For simplicity, let's assume $f_i: \mathbb{R} \to \mathbb{R}$ is convex and define
$$ g(x) := \sum_{i=1}^{n}f_i(x) $$
Suppose we want to compute
$$ x^* := \arg\min_{x \in \mathbb{R}} g(x) $$
The Newton-Raphson iterations take the following form
$$ x_{t+1} = x_t - \left(\sum_{i=1}^{n}f''_i(x_t)\right)^{-1}\left(\sum_{i=1}^{n}f'_i(x_t)\right) $$
I was playing around and happened on the following idea.
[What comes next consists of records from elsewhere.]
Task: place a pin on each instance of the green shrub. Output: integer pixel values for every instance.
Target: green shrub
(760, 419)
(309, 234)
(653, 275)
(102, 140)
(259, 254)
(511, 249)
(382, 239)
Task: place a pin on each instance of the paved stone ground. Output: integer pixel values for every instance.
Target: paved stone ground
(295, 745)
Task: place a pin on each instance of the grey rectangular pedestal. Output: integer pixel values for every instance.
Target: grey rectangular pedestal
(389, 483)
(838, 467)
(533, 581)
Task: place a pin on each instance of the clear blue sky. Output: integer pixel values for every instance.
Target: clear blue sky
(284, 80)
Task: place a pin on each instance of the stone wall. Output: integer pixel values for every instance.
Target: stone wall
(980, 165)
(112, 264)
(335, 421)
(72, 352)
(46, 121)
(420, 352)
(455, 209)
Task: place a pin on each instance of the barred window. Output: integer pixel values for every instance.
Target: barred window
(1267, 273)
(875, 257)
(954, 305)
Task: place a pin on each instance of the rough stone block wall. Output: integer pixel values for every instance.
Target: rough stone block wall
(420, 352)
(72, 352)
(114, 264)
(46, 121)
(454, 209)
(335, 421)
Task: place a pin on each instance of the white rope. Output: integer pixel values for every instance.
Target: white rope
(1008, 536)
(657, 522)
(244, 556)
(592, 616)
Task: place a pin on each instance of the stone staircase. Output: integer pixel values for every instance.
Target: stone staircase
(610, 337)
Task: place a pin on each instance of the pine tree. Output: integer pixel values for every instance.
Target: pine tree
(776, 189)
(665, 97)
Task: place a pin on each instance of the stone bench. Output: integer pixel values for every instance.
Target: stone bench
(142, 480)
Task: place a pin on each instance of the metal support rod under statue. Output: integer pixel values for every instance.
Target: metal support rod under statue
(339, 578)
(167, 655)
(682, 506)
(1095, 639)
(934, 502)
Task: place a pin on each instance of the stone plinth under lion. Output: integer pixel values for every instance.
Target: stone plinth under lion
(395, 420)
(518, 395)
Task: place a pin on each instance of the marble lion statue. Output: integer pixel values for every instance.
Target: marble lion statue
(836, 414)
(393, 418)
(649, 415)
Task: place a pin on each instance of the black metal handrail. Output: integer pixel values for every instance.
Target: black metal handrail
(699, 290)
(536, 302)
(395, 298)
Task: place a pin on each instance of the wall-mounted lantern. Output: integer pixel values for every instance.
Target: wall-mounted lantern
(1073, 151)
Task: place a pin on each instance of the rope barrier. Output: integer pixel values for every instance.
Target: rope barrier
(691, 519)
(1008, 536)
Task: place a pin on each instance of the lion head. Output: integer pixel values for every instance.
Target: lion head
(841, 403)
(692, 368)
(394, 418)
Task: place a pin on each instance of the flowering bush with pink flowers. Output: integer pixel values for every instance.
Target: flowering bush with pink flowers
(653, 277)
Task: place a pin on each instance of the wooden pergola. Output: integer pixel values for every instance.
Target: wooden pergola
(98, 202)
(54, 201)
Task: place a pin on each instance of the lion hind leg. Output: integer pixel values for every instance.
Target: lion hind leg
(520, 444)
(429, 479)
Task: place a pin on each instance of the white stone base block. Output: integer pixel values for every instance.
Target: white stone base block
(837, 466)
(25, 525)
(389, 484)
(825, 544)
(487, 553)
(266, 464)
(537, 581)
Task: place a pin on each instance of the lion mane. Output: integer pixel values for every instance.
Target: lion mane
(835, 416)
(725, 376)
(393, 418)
Suppose we solve \begin{align*} f_i'(x_i^*) = 0 \implies x_i^* = [f_i']^{-1}(0) \end{align*} Then, perform a Taylor series expansion for $f_i$ around $x_i^*$: \begin{align*} f_i(x) &\approx f_i(x_i^*) + f'_i(x_i^*)(x - x_i^*) + \frac{1}{2}f''_i(x_i^*)(x - x_i^*)^2 \\ &= f_i(x_i^*) + \frac{1}{2}f''_i(x_i^*)(x - x_i^*)^2 \end{align*} And so \begin{align*} g(x) \approx \sum_{i=1}^{n}[f_i(x_i^*) + \frac{1}{2}f''_i(x_i^*)(x - x_i^*)^2] \end{align*} and this approximation is minimized at
$$ \widetilde{x} = \frac{\displaystyle\sum_{i=1}^{n}f''_i(x_i^*)x_i^*}{\displaystyle\sum_{i=1}^{n}f''_i(x_i^*)} $$
From this, I had the idea to define $x_0 = \widetilde{x}$ and continue iterations of this manner:
$$ x_{t+1} = \dfrac{\displaystyle\sum_{i=1}^{n}f''_i(x_t)x_i^*}{\displaystyle\sum_{i=1}^{n}f''_i(x_t)} $$
How does this procedure compare against Newton-Raphson?